Calibrated functional MRI: mapping the dynamics of oxidative metabolism

Abstract

MRI was extended to the measurement of changes in oxidative metabolism in the normal human during functionally induced changes in cellular activity. A noninvasive MRI method that is model-independent calibrates the blood oxygen level dependent (BOLD) signal of functional MRI (fMRI) against perfusion-sensitive MRI, using carbon dioxide breathing as a physiological reference standard. This calibration procedure provides a regional measurement of the expected sensitivity of the fMRI BOLD signal to changes in the cellular activity of the brain. Maps of the BOLD signal calibration factor showed regional heterogeneity, indicating that the magnitude of functionally induced changes in the BOLD signal will be dependent on both the local change in blood flow and the local baseline physiology of the cerebral cortex.

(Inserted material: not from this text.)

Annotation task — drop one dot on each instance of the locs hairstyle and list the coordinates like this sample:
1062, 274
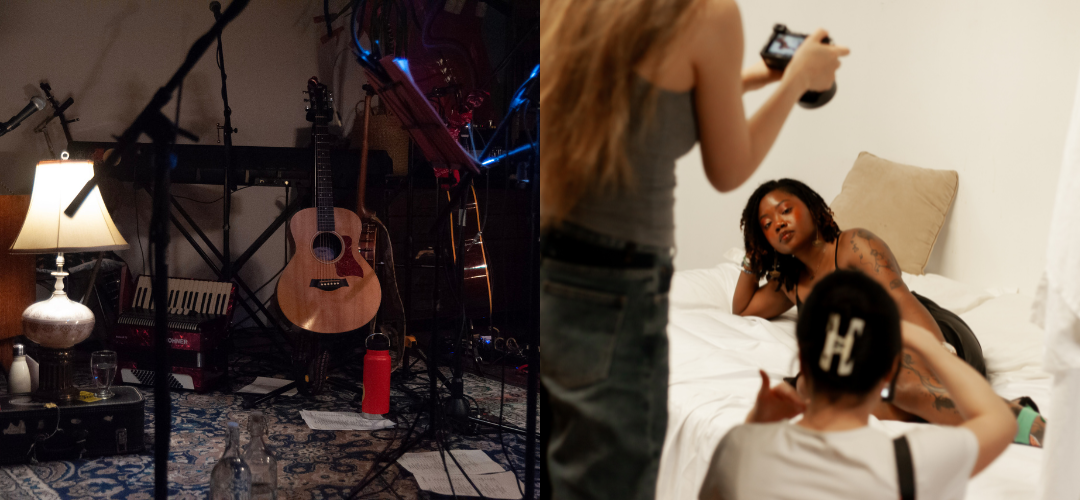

BOLD signal magnitude is shown to be reduced by 32% from its expected level by the action of oxygen metabolism. The calibrated fMRI technique was applied to stimulation of the human visual cortex with an alternating radial checkerboard pattern. With this stimulus oxygen consumption increased 16% whereas blood flow increased 45%. Although this result is consistent with previous findings of a significant difference between the increase in blood flow and oxygen consumption, it does indicate clearly that oxidative metabolism is a significant component of the metabolic response of the brain to functionally induced changes in cellular activity.

Figure 1

Model dependency on design parameters. Ranges of calculated rCMR_O2 were obtained by varying α and β through plausible values. The blood volume coupling exponent ∝ has been measured at 0.38 (22); Monte Carlo simulations show β ≅ 1.5 for our experiment. We used these values (arrows) for our analyses.

Figure 2

BOLD and CBF time courses normalized to the hypercapnia signal change, averaged across eight trials. Compared with hypercapnia-induced signal change, the CBF signal outstrips the BOLD signal changes during photic stimulation. rCMR_O2 time course calculated from the same data shows metabolic response within seconds of photic stimulation onset. No temporal smoothing was done: all time points (6-s resolution) were collected and calculated independently. Note that by analytic design the average rCMR_O2 during the hypercapnia period and baseline periods are both set to 1.

Figure 3

Maps from trial (A) of each subject from Table 1 show regional variations. The first column shows regions of interest in yellow superimposed on an anatomical image weighted for slow flow to highlight veins: note prominent sagittal sinuses. No venous structures were seen within the regions of interest. The second and third columns show BOLD hypercapnia and task activation responses as color overlays: colors represent signal increases from 1% (red) to 3% (yellow). The fourth and fifth columns show CBF hypercapnia and task activation increasing 20% to 80%, the calibration parameter M calculated from hypercapnia data alone is shown in color from 1.5% to 20%. The right-most column shows rCMR_O2 for each subject, from 3% to 30%, calculated from M and task activation images. All subjects show a confluent patch of increased rCMR_O2 averaging from 13% to 19% within visual cortex. Some peaks reach up to 30% increase in metabolism, corresponding to peaks of blood flow up to 70%.

Figure 4

Noise propagation simulation results, from Monte Carlo simulation with means and second order noise characteristics taken to match single voxel or nine voxel averages from the primary data. (BOLD and FAIR baseline SNR 100:1, FAIR perfusion signal component 4%). Although the maximum likelihood for the M estimate is skewed toward lower values, the bias is self-correcting in the estimate for rCMR_O2, which shows no noise bias.